Das Ergebnis ist vermutlich ein historisches: Die Partei Sinn Fein, die Nordirland mit Irland vereinigen will, hat die Nase derzeit vorn. Die Regierungsbildung dürfte kompliziert werden.
Wahlhelfer beginnen mit der Auszählung der Stimmen bei den Wahlen zum nordirischen Parlament.
Wahlhelfer beginnen mit der Auszählung der Stimmen bei den Wahlen zum nordirischen Parlament. - Peter Morrison/AP/dpa

Das Wichtigste in Kürze

  • Nach der Wahl in Nordirland zeichnet sich eine schwierige Regierungsbildung ab.

Die Auszählung der Stimmen, die am späten Freitagabend zunächst pausiert wurde, sollte am Samstag weitergehen.

Nach Angaben der BBC hat die republikanisch-katholische Partei Sinn Fein nach der ersten Auszählungsrunde den höchsten Stimmanteil erhalten. Demnach liegt die Partei mit 29 Prozent der Stimmen weit vor der zweitstärksten Partei, der protestantisch-unionistischen DUP, auf die 21,3 Prozent entfielen. Wie der irische Rundfunk RTÉ am Freitagabend unter Berufung auf Sinn-Fein-Kreise berichtete, ist die Partei zuversichtlich, damit auch die meisten Sitze im Regionalparlament zu erhalten.
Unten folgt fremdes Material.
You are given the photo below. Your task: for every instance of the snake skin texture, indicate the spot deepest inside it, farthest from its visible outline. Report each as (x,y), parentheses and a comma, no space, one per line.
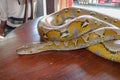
(77,28)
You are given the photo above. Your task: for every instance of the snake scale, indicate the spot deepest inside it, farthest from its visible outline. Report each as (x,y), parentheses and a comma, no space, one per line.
(76,28)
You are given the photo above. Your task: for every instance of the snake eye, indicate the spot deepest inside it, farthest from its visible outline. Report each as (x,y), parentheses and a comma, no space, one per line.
(84,23)
(105,18)
(78,11)
(66,10)
(115,20)
(92,13)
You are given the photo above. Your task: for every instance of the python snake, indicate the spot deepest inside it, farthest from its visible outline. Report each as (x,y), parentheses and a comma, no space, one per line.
(76,28)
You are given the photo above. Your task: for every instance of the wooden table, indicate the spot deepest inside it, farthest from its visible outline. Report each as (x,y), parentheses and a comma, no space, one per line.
(50,65)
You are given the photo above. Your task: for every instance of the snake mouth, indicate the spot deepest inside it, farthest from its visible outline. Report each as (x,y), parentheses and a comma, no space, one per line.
(113,46)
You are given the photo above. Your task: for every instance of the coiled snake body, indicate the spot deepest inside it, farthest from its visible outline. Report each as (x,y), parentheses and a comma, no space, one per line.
(75,28)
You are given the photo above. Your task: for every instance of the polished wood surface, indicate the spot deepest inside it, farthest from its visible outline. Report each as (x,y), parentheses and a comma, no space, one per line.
(50,65)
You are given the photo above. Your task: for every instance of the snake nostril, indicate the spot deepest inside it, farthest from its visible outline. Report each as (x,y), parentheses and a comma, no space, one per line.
(105,18)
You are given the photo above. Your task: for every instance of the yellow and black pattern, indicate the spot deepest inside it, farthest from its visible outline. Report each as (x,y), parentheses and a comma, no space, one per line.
(75,28)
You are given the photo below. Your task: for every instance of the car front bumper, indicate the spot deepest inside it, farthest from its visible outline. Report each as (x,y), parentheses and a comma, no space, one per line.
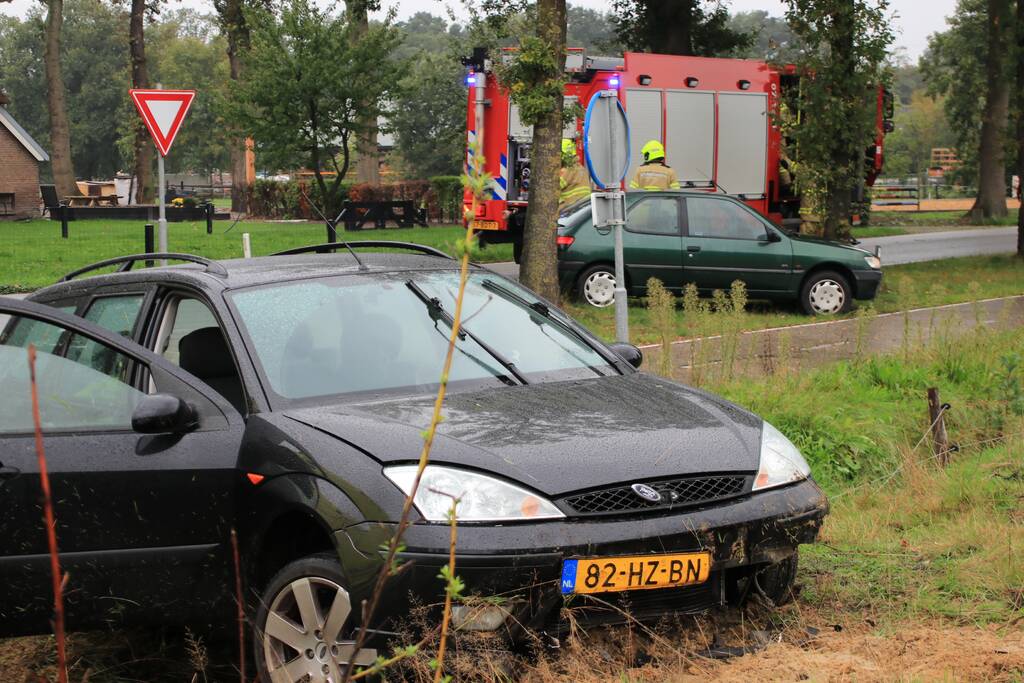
(866,284)
(521,563)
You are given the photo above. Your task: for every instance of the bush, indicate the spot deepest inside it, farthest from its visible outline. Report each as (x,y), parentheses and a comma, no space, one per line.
(448,190)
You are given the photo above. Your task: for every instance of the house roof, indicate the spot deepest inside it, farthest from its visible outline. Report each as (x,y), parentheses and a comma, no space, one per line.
(23,136)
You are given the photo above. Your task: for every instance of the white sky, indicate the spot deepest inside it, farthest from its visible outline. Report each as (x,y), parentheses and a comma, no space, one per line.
(914,19)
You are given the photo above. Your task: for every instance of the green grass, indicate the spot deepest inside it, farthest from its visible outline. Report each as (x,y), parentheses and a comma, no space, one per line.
(906,539)
(944,219)
(33,254)
(910,286)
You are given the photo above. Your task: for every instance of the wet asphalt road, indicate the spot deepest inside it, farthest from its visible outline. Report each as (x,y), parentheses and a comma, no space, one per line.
(905,248)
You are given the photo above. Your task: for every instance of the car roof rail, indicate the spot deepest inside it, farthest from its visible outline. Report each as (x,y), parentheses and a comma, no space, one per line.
(128,261)
(384,244)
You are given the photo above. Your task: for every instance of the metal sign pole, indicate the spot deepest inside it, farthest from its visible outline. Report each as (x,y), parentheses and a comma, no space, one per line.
(162,194)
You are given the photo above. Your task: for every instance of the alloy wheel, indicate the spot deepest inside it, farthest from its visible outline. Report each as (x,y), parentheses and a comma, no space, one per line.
(599,289)
(302,634)
(827,296)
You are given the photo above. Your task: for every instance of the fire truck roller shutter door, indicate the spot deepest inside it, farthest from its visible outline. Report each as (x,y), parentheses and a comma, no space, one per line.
(643,111)
(742,143)
(689,135)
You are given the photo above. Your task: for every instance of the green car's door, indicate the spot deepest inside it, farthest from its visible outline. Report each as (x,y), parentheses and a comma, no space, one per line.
(652,241)
(726,241)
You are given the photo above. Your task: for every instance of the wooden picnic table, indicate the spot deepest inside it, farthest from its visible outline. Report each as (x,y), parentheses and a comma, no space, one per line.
(91,200)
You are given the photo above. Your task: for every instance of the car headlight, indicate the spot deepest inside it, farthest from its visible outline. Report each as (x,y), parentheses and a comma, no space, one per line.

Für den Landesteil des Vereinigten Königreichs wäre das ein historisches Ergebnis. Sinn Fein galt einst als politischer Arm der militanten Organisation IRA, die mit Waffengewalt für eine Vereinigung Nordirlands mit der Republik Irland kämpfte.

Bestätigen sich die Erwartungen, erhält die Partei das Recht, die Regierungschefin in einer künftigen Einheitsregierung zu stellen. Bislang hatten diesen Posten stets Parteien besetzt, die sich für eine Beibehaltung der Union mit Grossbritannien aussprechen. Sinn Fein setzt sich weiterhin für ein vereintes Irland ein, hat dies im Wahlkampf jedoch nicht in den Vordergrund gestellt.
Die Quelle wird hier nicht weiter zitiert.